Author
Listed:
- Jianfeng Liu
(School of Economics and Management, University of Chinese Academy of Sciences, Beijing 100049, China)
- Yanying Wei
(College of Digital Economics, Nanning University, Nanning 530200, China)
- Saihong Wang
(Department of Geography, Beijing Normal University, Beijing 100875, China)
- Zuoji Dong
(School of Economics and Management, University of Chinese Academy of Sciences, Beijing 100049, China)
Abstract
County economic growth in multi-tiered fiscal systems depends not only on the volume of transfers but also on whether those transfers pass through intermediary governments. This paper separates administrative delegation from fiscal chain redesign in province-managed county reforms in China. We study 1537 counties from 2000 to 2023 and compare D2, which creates direct province–county fiscal accounts, with D1, which delegates administrative authority but keeps the prefectural intermediary. The empirical design uses panel difference-in-differences estimators, synthetic difference-in-differences, double machine learning robustness checks, and exploratory heterogeneity diagnostics.

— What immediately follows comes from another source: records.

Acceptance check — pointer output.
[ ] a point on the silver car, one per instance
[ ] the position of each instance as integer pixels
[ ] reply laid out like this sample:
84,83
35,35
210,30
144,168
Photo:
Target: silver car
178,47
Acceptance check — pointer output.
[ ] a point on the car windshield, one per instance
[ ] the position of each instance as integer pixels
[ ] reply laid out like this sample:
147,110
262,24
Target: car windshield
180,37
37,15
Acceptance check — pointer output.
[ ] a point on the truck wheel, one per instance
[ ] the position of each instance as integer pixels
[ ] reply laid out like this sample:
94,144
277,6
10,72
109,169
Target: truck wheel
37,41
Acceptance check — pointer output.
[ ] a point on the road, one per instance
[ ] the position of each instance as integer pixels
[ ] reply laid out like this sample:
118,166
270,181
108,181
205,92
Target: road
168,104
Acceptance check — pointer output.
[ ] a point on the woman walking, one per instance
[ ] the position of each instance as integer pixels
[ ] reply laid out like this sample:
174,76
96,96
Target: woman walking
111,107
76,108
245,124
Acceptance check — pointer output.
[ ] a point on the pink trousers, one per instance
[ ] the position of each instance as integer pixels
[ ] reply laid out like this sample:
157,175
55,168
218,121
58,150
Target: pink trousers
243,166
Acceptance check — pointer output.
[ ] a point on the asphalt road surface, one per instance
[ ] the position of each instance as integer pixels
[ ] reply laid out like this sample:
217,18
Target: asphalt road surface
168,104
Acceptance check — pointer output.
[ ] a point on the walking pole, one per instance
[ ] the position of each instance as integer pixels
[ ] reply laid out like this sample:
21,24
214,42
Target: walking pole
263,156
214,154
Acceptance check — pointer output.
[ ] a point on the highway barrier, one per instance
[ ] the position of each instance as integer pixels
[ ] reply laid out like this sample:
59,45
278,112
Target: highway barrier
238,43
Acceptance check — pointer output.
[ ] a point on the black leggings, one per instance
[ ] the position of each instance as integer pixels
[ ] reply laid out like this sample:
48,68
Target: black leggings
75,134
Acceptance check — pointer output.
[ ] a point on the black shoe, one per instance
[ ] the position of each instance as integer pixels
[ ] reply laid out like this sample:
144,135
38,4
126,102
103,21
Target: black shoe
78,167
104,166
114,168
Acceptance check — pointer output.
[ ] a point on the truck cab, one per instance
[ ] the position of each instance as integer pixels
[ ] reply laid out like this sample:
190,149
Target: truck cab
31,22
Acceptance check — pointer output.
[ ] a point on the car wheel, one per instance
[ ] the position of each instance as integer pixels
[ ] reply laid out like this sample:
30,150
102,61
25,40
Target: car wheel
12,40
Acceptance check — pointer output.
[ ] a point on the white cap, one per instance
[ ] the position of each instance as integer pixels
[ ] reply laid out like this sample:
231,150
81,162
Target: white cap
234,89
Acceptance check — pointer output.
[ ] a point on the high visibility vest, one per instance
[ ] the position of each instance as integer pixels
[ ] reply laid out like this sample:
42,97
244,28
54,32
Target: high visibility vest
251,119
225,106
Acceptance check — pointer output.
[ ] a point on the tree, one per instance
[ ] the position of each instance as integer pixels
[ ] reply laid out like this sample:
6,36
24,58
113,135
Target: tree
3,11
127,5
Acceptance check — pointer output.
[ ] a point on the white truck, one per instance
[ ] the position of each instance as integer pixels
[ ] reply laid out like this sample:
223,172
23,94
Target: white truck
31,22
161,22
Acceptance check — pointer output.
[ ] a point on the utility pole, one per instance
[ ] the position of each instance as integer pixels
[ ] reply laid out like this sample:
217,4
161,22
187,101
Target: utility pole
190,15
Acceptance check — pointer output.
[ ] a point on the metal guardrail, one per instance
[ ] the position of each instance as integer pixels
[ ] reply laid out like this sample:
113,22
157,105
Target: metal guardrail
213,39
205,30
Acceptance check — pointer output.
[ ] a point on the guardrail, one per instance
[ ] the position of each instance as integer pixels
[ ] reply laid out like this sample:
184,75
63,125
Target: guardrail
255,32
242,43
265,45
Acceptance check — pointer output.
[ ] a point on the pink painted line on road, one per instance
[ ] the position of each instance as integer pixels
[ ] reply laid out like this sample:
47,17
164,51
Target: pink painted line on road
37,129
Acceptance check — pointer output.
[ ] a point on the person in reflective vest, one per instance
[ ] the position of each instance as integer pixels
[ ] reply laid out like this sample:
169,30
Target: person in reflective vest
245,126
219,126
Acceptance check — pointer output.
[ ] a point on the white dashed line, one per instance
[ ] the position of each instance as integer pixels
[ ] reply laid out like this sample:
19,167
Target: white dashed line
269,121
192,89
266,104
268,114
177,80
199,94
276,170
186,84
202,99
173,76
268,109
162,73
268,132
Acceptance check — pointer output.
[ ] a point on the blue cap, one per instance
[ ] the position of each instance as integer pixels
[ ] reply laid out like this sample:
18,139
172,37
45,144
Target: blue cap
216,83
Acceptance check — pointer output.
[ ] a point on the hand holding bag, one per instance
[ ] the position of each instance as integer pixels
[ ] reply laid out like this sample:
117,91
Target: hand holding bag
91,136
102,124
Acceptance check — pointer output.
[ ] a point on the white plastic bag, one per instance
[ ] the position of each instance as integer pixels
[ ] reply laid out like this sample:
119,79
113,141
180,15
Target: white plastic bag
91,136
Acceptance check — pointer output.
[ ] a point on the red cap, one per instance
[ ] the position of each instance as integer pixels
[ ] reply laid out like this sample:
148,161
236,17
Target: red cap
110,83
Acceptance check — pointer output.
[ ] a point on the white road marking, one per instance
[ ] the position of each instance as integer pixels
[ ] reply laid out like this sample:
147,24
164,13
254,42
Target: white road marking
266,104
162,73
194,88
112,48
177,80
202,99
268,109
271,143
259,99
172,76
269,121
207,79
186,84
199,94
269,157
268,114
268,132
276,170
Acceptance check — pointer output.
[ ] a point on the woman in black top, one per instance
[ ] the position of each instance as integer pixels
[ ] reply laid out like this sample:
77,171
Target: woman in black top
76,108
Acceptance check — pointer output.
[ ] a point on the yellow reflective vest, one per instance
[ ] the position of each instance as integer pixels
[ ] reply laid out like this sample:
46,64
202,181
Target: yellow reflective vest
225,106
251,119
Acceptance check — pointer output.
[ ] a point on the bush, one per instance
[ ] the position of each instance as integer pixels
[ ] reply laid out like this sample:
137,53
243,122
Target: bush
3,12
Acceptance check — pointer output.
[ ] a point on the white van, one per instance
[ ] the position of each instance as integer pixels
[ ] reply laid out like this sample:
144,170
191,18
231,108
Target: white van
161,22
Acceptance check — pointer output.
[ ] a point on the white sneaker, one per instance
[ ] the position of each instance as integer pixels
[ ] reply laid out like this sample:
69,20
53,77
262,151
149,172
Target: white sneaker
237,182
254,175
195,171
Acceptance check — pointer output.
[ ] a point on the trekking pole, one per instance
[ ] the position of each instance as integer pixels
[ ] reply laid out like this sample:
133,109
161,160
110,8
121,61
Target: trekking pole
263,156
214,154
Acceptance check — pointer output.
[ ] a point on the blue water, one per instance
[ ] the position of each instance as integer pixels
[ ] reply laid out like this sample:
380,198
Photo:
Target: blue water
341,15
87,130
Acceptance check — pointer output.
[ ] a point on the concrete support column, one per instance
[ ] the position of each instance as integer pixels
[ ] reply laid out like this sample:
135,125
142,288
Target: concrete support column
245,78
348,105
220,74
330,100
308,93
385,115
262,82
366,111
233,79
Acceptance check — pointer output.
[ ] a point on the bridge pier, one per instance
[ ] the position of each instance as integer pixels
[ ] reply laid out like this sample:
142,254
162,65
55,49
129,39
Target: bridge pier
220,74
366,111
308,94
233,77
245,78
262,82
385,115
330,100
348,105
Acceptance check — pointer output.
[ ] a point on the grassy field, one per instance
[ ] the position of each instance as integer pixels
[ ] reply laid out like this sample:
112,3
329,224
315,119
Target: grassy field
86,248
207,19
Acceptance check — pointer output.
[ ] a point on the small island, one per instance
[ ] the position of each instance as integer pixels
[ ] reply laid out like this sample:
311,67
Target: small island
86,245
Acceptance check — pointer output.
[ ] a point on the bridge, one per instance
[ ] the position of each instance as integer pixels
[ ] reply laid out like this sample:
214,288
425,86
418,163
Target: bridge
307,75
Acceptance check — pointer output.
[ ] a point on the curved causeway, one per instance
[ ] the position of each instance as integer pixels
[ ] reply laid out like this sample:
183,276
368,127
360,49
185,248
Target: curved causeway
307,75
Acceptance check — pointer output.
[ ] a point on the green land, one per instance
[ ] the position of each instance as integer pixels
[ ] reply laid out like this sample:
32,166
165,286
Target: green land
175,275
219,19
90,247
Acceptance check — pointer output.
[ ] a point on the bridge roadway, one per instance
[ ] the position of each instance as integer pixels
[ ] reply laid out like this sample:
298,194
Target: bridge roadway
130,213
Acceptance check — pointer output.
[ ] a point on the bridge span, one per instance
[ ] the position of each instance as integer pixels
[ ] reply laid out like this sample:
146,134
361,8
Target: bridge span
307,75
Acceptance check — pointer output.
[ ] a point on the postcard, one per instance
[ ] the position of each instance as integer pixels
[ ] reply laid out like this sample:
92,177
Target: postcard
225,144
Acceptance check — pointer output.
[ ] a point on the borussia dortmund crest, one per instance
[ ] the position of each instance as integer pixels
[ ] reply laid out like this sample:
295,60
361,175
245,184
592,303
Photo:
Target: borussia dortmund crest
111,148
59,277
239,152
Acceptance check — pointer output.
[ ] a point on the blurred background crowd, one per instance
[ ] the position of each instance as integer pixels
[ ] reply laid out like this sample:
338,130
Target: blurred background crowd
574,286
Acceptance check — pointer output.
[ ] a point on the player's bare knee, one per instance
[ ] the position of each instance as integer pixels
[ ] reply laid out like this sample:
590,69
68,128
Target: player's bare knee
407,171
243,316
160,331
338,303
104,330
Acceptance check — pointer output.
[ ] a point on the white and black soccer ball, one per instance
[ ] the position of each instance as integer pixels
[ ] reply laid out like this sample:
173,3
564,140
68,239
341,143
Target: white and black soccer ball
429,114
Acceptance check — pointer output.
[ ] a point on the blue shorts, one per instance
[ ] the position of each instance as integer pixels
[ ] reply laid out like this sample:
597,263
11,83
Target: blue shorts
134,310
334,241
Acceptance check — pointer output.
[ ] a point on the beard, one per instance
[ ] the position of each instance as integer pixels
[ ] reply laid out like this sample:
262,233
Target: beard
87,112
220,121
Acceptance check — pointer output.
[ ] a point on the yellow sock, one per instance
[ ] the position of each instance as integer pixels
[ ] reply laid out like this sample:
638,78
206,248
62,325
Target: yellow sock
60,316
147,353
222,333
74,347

Based on a placebo-corrected lower bound and a cross-estimator upper bound, D2 is associated with a conservative growth range of 0.35 to 1.0 percentage points per year, while the D1 estimate is imprecise. D2 is also associated with higher contemporaneous per capita fiscal expenditure, but the one-year lagged mediator check does not support a fully identified expenditure mechanism. Heterogeneity patterns are consistent with stronger effects in transfer-dependent counties, but they remain exploratory. The outcome is county economic growth, not a composite sustainability index. The results support a focused governance claim. More reliable transfer delivery is consistent with improved local growth capacity, while fiscal, social, and environmental sustainability remain outside the measured outcome space.
Suggested Citation
Jianfeng Liu & Yanying Wei & Saihong Wang & Zuoji Dong, 2026.
"Fiscal Intermediaries, Transfer Delivery, and Sustainable Local Growth: Evidence from China’s Province-Managed-County Reform,"
Sustainability, MDPI, vol. 18(11), pages 1-26, May.